Pure Storage reported a 9% year-over-year increase in total revenue to $831.1 million, beating expectations by $12.96 million. The total revenue growth was fueled by an increase in subscription services revenue. Notably, the company is transitioning toward a subscription-based model, as evidenced by subscription-based revenue rising from 40.6% of total revenue in the second quarter to 45.2% in the third quarter. With that, its subscription revenue increased 22% year-over-year to $376.4 million, and subscription Annual Recurring Revenue (ARR) also rose 22% year-over-year to $1.6 billion. This indicates the company’s successful transition to a subscription-based business model, which is expected to support its long-term growth.
Meanwhile, Total Remaining Performance Obligations (RPO), encompassing subscription services and product orders, increased by 16% year-over-year to $2.4 billion. This growth was lower than anticipated, affected by smaller-than-expected total contract value (TCV) sales of its Evergreen//One offering. TCV represents the total revenue a company anticipates receiving from customers throughout the duration of their contracts. In Q3, PSTG recorded $96 million in TCV from its storage-as-a-service offerings.
Turning to profitability, the non-GAAP gross margin remained strong at 71.9%, supported by a robust subscription services gross margin of 77.4% and a solid product gross margin of 67.4%. The product gross margin was shaped by the company’s strategic initiatives to assist customers in transitioning cost-sensitive workloads to its //E family and FlashArray//C solutions. PSTG posted adjusted EPS of $0.50, beating the consensus by $0.08.
At the end of the third quarter, the company held $1.6 billion in cash and investments, with no long-term debt.
While the Q3 results exceeded expectations, the primary catalyst for the outperformance and positive market response was the company’s big customer win. Chief Executive Officer Charlie Giancarlo revealed the hyperscaler win during the company’s third-quarter earnings call. Notably, management specifically referenced the top four hyperscalers rather than the top two, three, or five, leading the market to speculate that Meta Platforms (META) is Pure Storage’s latest win. Giancarlo views this win as significant because it indicates a potential major shift by the world’s largest storage users toward flash storage for standard storage needs, which could significantly fuel its revenue growth.
For the quarter in progress, management is projecting revenues of $867 million, which comfortably surpasses the consensus estimate of $856.93 million.

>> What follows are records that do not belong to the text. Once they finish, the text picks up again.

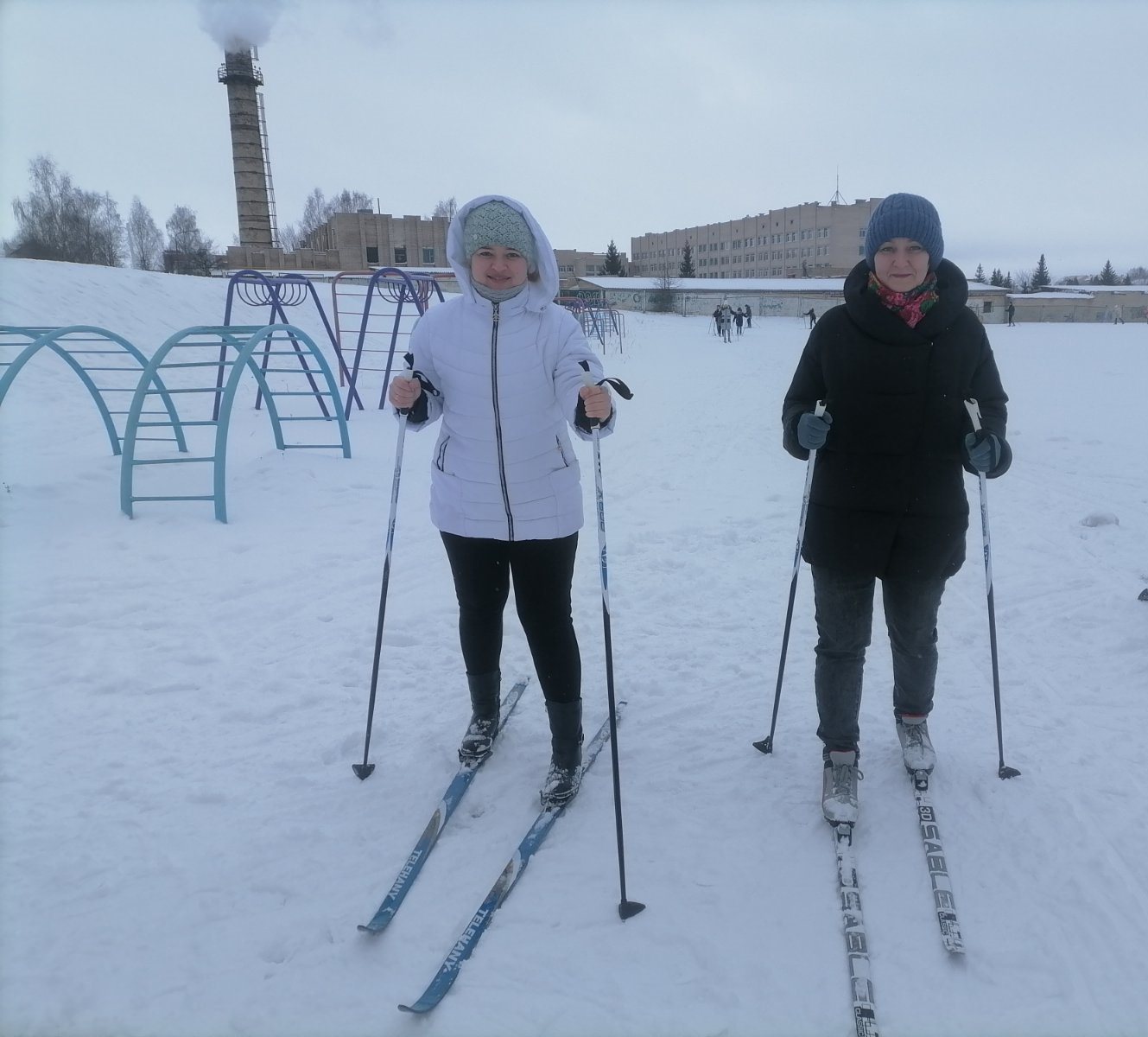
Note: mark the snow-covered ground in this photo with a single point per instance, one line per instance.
(186, 852)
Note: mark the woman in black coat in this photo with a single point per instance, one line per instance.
(893, 366)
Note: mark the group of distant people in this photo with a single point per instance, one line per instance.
(726, 318)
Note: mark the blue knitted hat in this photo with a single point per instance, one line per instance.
(904, 216)
(496, 223)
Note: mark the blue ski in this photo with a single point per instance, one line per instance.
(439, 819)
(464, 946)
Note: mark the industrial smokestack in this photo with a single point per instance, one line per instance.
(243, 79)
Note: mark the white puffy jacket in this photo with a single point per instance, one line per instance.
(508, 381)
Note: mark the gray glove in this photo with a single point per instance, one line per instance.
(812, 429)
(983, 450)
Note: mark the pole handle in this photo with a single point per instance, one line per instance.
(407, 374)
(588, 380)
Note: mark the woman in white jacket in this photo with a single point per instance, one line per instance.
(501, 366)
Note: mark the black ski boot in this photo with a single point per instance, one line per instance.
(480, 736)
(565, 773)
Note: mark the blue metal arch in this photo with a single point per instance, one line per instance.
(244, 341)
(49, 338)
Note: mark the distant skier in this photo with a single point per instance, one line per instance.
(726, 323)
(887, 499)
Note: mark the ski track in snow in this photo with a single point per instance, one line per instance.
(186, 852)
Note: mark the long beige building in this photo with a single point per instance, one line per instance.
(366, 240)
(806, 240)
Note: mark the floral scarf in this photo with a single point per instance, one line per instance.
(910, 306)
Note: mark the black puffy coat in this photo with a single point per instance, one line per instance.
(887, 496)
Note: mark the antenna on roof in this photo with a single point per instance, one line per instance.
(837, 199)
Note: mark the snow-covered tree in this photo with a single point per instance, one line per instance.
(1107, 276)
(188, 251)
(59, 220)
(145, 243)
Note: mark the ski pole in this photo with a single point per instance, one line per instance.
(1002, 772)
(767, 743)
(625, 907)
(363, 771)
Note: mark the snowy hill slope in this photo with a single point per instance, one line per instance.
(185, 852)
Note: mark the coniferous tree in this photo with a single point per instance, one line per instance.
(447, 207)
(613, 264)
(686, 269)
(1040, 276)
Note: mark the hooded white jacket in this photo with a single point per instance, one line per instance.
(503, 468)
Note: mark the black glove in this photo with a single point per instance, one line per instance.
(813, 429)
(983, 450)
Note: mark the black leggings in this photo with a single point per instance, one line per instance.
(542, 571)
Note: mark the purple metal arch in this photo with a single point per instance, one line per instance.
(393, 285)
(278, 292)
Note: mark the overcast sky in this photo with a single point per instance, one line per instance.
(1023, 122)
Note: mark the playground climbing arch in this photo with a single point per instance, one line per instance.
(202, 369)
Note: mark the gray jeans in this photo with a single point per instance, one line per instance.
(844, 608)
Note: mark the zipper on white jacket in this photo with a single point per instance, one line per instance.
(498, 442)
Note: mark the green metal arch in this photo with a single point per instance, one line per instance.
(49, 339)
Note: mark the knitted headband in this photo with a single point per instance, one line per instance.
(904, 216)
(496, 223)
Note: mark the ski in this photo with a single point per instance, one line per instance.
(857, 945)
(938, 869)
(465, 945)
(439, 819)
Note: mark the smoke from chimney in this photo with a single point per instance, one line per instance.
(239, 24)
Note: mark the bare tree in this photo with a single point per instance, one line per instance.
(145, 243)
(317, 210)
(58, 220)
(289, 238)
(188, 251)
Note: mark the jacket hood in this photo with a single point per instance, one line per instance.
(540, 293)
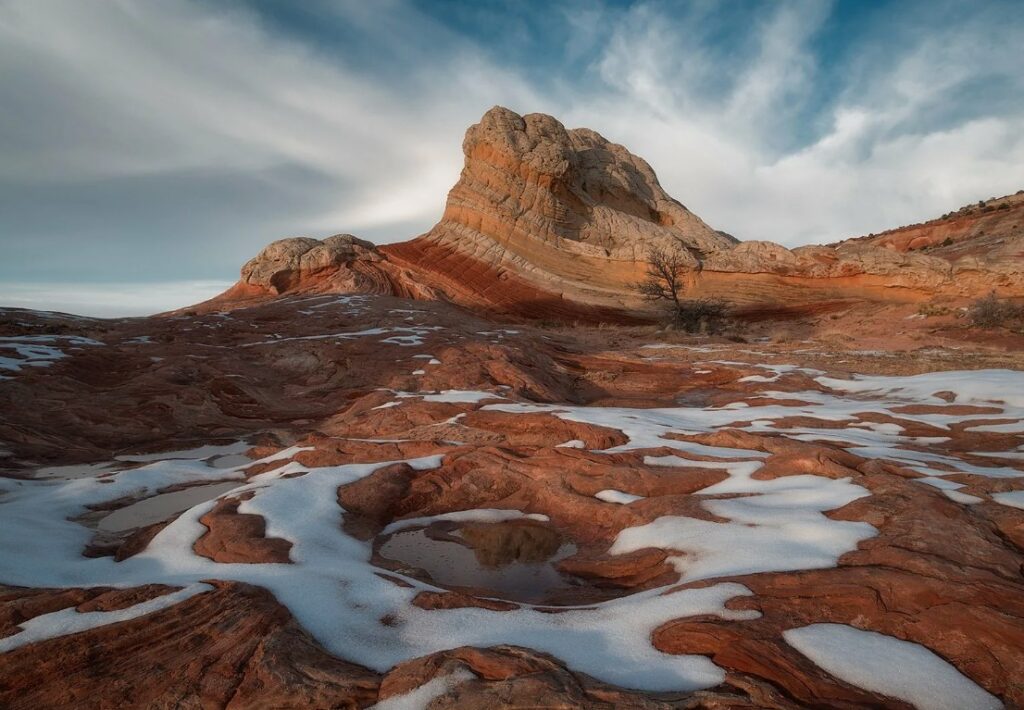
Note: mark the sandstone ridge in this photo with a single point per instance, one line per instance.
(550, 221)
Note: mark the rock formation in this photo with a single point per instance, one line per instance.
(410, 409)
(546, 221)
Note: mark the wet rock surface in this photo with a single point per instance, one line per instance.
(893, 504)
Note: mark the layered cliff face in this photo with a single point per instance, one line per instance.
(546, 221)
(566, 211)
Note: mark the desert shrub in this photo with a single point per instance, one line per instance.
(929, 309)
(991, 311)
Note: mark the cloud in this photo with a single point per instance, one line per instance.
(174, 139)
(110, 299)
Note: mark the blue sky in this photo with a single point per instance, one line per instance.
(148, 149)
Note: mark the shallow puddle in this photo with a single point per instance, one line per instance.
(161, 507)
(203, 452)
(512, 561)
(75, 470)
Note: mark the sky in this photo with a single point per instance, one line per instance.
(150, 148)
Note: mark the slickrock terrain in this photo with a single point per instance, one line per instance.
(394, 477)
(338, 501)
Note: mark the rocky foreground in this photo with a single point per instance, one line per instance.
(347, 501)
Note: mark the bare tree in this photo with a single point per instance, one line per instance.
(666, 282)
(666, 276)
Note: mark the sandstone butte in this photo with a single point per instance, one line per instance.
(237, 505)
(556, 223)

For FY25, management is guiding for sales of $3.15 billion, once again exceeding the consensus.
PSTG Valuation and Analysts’ Estimates
Analysts tracking the company expect a 19.1% year-over-year increase in its adjusted EPS to $1.67 for fiscal 2025, while revenue is anticipated to grow 11.38% year-over-year to $3.15 billion.

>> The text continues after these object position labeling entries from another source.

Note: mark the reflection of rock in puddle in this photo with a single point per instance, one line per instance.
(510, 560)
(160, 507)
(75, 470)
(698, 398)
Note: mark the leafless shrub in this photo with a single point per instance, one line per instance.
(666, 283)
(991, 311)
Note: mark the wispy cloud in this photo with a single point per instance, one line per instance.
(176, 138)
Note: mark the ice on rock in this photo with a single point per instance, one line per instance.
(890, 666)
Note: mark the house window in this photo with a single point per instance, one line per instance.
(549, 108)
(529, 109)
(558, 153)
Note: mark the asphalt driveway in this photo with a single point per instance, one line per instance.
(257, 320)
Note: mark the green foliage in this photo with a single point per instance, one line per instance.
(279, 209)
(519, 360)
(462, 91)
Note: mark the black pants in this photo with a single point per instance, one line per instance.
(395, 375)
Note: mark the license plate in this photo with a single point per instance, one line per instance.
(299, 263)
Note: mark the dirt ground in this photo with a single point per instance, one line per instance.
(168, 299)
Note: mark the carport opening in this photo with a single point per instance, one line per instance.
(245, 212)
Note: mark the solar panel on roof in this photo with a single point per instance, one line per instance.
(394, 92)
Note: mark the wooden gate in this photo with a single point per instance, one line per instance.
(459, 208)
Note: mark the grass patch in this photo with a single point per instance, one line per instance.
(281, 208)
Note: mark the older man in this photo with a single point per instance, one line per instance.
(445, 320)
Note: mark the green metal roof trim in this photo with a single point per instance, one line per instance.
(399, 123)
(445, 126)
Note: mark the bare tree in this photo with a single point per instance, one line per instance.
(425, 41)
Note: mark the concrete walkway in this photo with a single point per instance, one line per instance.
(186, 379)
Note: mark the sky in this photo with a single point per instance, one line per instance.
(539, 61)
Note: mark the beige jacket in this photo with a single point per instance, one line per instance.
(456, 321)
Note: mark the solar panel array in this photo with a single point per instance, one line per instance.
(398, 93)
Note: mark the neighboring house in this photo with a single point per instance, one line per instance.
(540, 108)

Meanwhile, the company returned about $182 million to shareholders in the third quarter through the repurchase of 3.6 million shares.
In terms of valuation, the stock’s forward P/E Non-GAAP multiple stands at 38.58x, which is about 52% higher than the sector median of 25.33x, though below its five-year average of 69.51x. I believe the stock is reasonably valued at current levels, given its growth catalysts.
What Do Analysts Expect for PSTG Stock?
Analysts have a consensus rating of “Moderate Buy” on PSTG stock, with an average price target of $73, which indicates upside potential of 12%. Out of the 21 analysts covering the stock, 12 recommend a “Strong Buy,” two advise a “Moderate Buy,” six give a “Hold” rating, and the remaining one considers it a “Strong Sell.”